FDA Adverse Event Injury Summary report: N

OLYMPUS EVIS EXERA DUODENOVIDEOSCOPE

MDR report key: 3161875 · Received June 7, 2013

Report

Report Number
8010047-2013-00176
Event Type
Injury
Date Received
June 7, 2013
Report Date
October 19, 2015
Manufacturer
OLYMPUS MEDICAL SYSTEM CORP
Product Code
FDS
Adverse Event
Yes
Product Problem
Yes
Report Source
Manufacturer report
Reporter Location
NY, US
Reporter Occupation
OTHER

Narratives

Additional Manufacturer Narrative · 1

THE USER FACILITY RETURNED ON TJF-Q180V WITH SERIAL NUMBER 2101850 ALONG WITH TWO TJF-160VFS WITH SERIAL NUMBERS: (B)(4) TO OLYMPUS FOR EVALUATION. THE TWO TJF-160VFS WAS RECEIVED WITH A TORN BENDING SECTION COVER. ALL RETURNED DUODENOVIDEOSCOPES WERE SENT TO AN OFFSITE LABORATORY FOR MICROBIOLOGICAL TESTING. THE TJF-Q180V WITH SERIAL NUMBER (B)(4) WAS TESTING. THE TJF-Q180V WITH SERIAL NUMBER (B)(4) WAS TESTED POSITIVE FOR KLEBSIELLA PNEUMONIA. THE TWO TJF-160VFS DID NOT GROW ANY MICROORGANISMS. FOLLOWING THE MICROBIOLOGICAL TESTING THE DUENDOVIDEOSCOPE (SUBJECT) WAS RETURNED TO OLYMPUS FOR PHYSICAL EVALUATION. THE BIOPSY PORT, BIOPSY CHANNEL, SUCTION CYLINDER AND SUCTION CHANNEL OF THE DUODENOVIDEOCCOPE WERE EXAMINED WITH A BOROSCOPE AND NO RESIDUE OR DEBRIS WAS FOUND. HOWEVER, A TEAR IN THE BENDING SECTION WAS NOTED, WHICH CAUSED THE DEVICE TO FAIL THE LEAK TEST. IN ADDITION, THE SUBJECT DEVICE HAD DEEP SCRATCHES ON THE EDGE OF THE DISTAL END COVER. THE DEVICE RECOMMENDED FOR MAJOR REPAIR. AS PART OF OUR INVESTIGATION WITH THIS REPORT, AN OLYMPUS ENDOSCOPY SUPPORT SPECIALIST (ESS) VISITED THE USER FACILITY TO OBSERVE THE USER FACILITY'S REPROCESSING PRACTICES AND PROVIDED REPROCESSING TRAINING PER THE USER FACILITY'S REQUEST. DURING THE ONSITE VISIT THE ESS OBSERVED THAT THE USER FACILITY STAFF WAS NOT PRE-CLEANING, LEAK TESTING, AND PRESSURIZING THE ENDOSCOPE BEFORE SUBMERGING THE DEVICE IN THE WATER. ADDITIONALLY, THE STAFF WAS NOT USING THE AIR/WATER CLEANING ADAPTER, NOR USING THE CORRECT SUCTION CLEANING ADAPTER. PLEASE CROSS REFERENCE MFR. REPORT # 8010047-2013-00172, 00173, 00175, 00176, AND 00177.
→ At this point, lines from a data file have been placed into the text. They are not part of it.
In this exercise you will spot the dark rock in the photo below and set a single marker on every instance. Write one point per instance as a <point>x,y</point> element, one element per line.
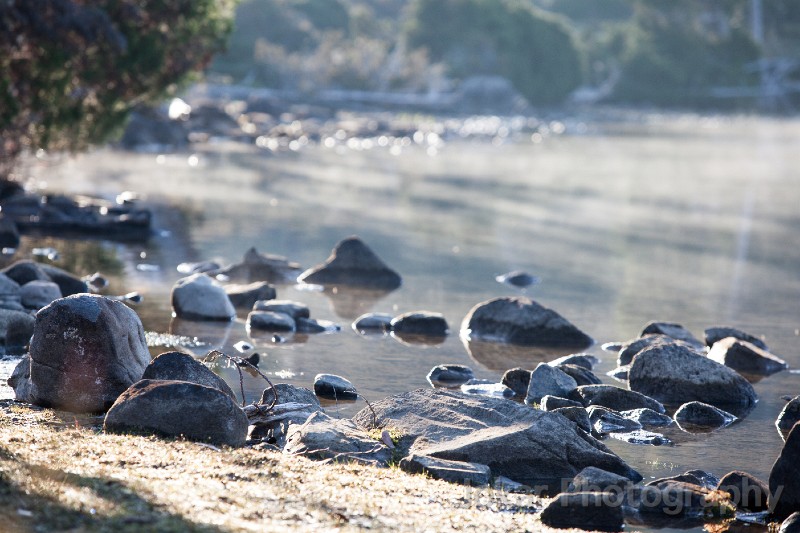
<point>521,321</point>
<point>322,437</point>
<point>716,334</point>
<point>178,409</point>
<point>551,403</point>
<point>584,510</point>
<point>198,297</point>
<point>674,374</point>
<point>420,323</point>
<point>702,414</point>
<point>85,351</point>
<point>245,296</point>
<point>269,321</point>
<point>177,366</point>
<point>747,492</point>
<point>545,380</point>
<point>676,331</point>
<point>517,379</point>
<point>538,448</point>
<point>353,263</point>
<point>614,398</point>
<point>453,471</point>
<point>287,307</point>
<point>784,478</point>
<point>745,357</point>
<point>334,387</point>
<point>450,375</point>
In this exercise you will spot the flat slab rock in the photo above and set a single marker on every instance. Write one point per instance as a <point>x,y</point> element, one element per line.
<point>540,449</point>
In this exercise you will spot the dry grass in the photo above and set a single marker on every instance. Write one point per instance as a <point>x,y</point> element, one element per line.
<point>60,472</point>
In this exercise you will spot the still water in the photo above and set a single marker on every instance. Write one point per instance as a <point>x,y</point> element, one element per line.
<point>676,218</point>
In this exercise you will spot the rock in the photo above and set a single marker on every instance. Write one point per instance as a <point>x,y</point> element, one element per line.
<point>372,322</point>
<point>539,448</point>
<point>178,408</point>
<point>269,321</point>
<point>713,335</point>
<point>580,374</point>
<point>521,321</point>
<point>322,437</point>
<point>334,387</point>
<point>676,331</point>
<point>584,360</point>
<point>245,296</point>
<point>614,398</point>
<point>517,379</point>
<point>702,414</point>
<point>784,478</point>
<point>747,492</point>
<point>450,375</point>
<point>420,323</point>
<point>545,380</point>
<point>789,416</point>
<point>745,357</point>
<point>648,417</point>
<point>177,366</point>
<point>674,374</point>
<point>453,471</point>
<point>584,510</point>
<point>352,263</point>
<point>551,403</point>
<point>198,297</point>
<point>287,307</point>
<point>38,293</point>
<point>85,351</point>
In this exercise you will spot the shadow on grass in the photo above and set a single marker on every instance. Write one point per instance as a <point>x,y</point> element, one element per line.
<point>29,501</point>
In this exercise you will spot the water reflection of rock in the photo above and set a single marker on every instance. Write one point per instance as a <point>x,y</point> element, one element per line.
<point>501,356</point>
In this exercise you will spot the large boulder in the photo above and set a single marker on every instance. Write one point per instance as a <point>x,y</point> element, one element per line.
<point>353,264</point>
<point>85,351</point>
<point>538,448</point>
<point>674,375</point>
<point>178,409</point>
<point>198,297</point>
<point>519,320</point>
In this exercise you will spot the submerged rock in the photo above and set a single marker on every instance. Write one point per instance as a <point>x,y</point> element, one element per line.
<point>352,263</point>
<point>521,321</point>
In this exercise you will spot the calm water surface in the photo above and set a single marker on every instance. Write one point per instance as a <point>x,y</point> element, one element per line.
<point>683,219</point>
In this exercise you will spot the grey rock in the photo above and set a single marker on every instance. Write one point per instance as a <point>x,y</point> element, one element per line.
<point>270,321</point>
<point>674,374</point>
<point>702,414</point>
<point>178,366</point>
<point>245,296</point>
<point>584,510</point>
<point>521,321</point>
<point>352,263</point>
<point>322,437</point>
<point>745,357</point>
<point>178,408</point>
<point>198,297</point>
<point>334,387</point>
<point>614,398</point>
<point>453,471</point>
<point>545,380</point>
<point>85,351</point>
<point>539,448</point>
<point>716,334</point>
<point>450,375</point>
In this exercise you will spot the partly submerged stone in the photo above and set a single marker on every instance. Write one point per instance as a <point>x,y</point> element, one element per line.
<point>352,263</point>
<point>522,321</point>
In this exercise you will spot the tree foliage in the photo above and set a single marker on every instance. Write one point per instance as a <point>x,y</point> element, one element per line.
<point>70,71</point>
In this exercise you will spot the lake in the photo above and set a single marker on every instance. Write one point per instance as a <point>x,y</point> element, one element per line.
<point>677,218</point>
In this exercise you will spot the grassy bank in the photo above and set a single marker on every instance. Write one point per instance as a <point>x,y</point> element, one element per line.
<point>58,471</point>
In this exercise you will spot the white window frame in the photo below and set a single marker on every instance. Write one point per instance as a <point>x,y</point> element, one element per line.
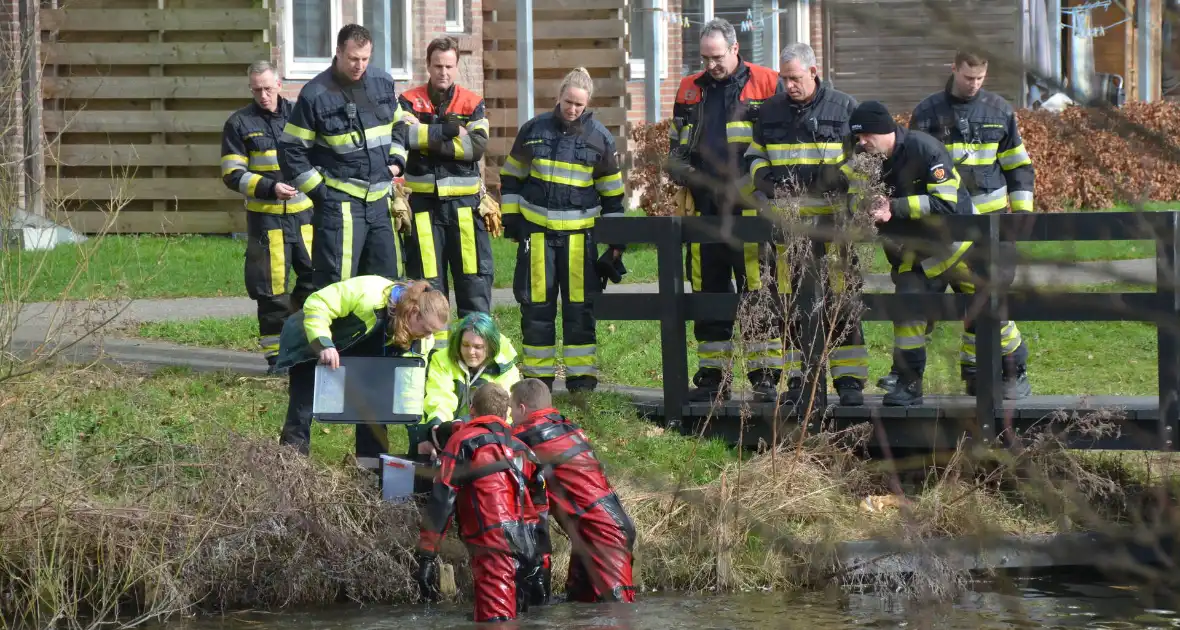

Additional Manufacturer Narrative · 1

THIS SUPPLEMENTAL REPORT IS BEING SUBMITTED TO PROVIDE A CORRECTION TO THE INITIAL MDR THAT WAS SUBMITTED. BASED ON FURTHER REVIEW OF THE REPORT, IT HAS BEEN DETERMINED THAT 9 ADDITIONAL MDRS ARE NEEDED TO ACCOUNT FOR THE NUMBER OF PATIENTS ALLEGEDLY INFECTED. PLEASE CROSS REFERENCE THESE ASSOCIATED REPORT NUMBERS: 22951238-2015-00116, 2951238-2015-00117, 2951238-2015-00118, 2951238-2015-00119, 2951238-2015-00120, 2951238-2015-00121, 2951238-2015-00122, 2951238-2015-00123, AND 2951238-2015-00124.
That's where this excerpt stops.